Key Capabilities & Training
- Self-Play Preference Optimization (SPPO): The model was fine-tuned using an iterative SPPO approach, leveraging synthetic responses from the
openbmb/UltraFeedback dataset, processed via snorkelai/Snorkel-Mistral-PairRM-DPO-Dataset. - Enhanced Probability Estimation: During training, it uses three samples (winner, loser, and a random sample) to estimate soft probabilities, which has shown to deliver better performance on AlpacaEval 2.0 compared to the method described in the original paper.

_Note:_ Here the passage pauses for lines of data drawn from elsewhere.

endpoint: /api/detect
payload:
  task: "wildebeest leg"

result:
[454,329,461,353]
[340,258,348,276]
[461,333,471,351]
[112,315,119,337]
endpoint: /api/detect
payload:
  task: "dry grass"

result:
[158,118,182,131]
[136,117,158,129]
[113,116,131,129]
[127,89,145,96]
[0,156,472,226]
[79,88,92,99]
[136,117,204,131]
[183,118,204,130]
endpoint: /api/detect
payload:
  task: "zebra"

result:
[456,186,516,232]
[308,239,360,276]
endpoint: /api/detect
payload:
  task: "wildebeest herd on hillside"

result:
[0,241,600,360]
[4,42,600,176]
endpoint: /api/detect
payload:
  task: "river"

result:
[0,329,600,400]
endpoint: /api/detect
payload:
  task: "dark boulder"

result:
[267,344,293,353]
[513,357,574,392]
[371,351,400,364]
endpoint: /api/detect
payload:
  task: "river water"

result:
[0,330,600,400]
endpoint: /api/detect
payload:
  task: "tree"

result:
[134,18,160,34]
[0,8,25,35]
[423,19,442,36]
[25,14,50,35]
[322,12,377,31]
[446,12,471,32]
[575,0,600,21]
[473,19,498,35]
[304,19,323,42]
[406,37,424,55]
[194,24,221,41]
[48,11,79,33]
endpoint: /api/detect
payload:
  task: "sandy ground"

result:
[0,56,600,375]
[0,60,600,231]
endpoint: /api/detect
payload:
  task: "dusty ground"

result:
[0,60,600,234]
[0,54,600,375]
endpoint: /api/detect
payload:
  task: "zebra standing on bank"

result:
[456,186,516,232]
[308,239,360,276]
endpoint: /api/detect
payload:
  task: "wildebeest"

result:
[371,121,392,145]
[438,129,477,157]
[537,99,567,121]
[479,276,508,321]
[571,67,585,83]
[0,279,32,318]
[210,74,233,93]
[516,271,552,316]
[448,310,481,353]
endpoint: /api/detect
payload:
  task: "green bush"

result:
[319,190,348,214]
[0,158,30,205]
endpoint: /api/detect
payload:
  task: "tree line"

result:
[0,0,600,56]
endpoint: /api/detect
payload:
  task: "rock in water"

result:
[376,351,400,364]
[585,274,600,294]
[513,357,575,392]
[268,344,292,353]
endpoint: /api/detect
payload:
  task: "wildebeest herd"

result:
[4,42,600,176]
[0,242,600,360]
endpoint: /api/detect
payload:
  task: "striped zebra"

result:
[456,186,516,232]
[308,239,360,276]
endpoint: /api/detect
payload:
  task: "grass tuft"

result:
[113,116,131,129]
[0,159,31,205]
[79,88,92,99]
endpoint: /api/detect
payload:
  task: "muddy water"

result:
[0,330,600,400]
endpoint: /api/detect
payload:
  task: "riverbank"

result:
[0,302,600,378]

- Synthetic Data Training: All responses used for training are synthetic, indicating a focus on learning from generated, high-quality preference data.
- Performance: On the AlpacaEval Leaderboard, this model achieves a 32.14% Win Rate and a 30.46% LC. Win Rate.
Important Note
The authors recommend referring to the original checkpoint, UCLA-AGI/Mistral7B-PairRM-SPPO-Iter3, as reported in their paper, anticipating more consistent performance across evaluation tasks from that version.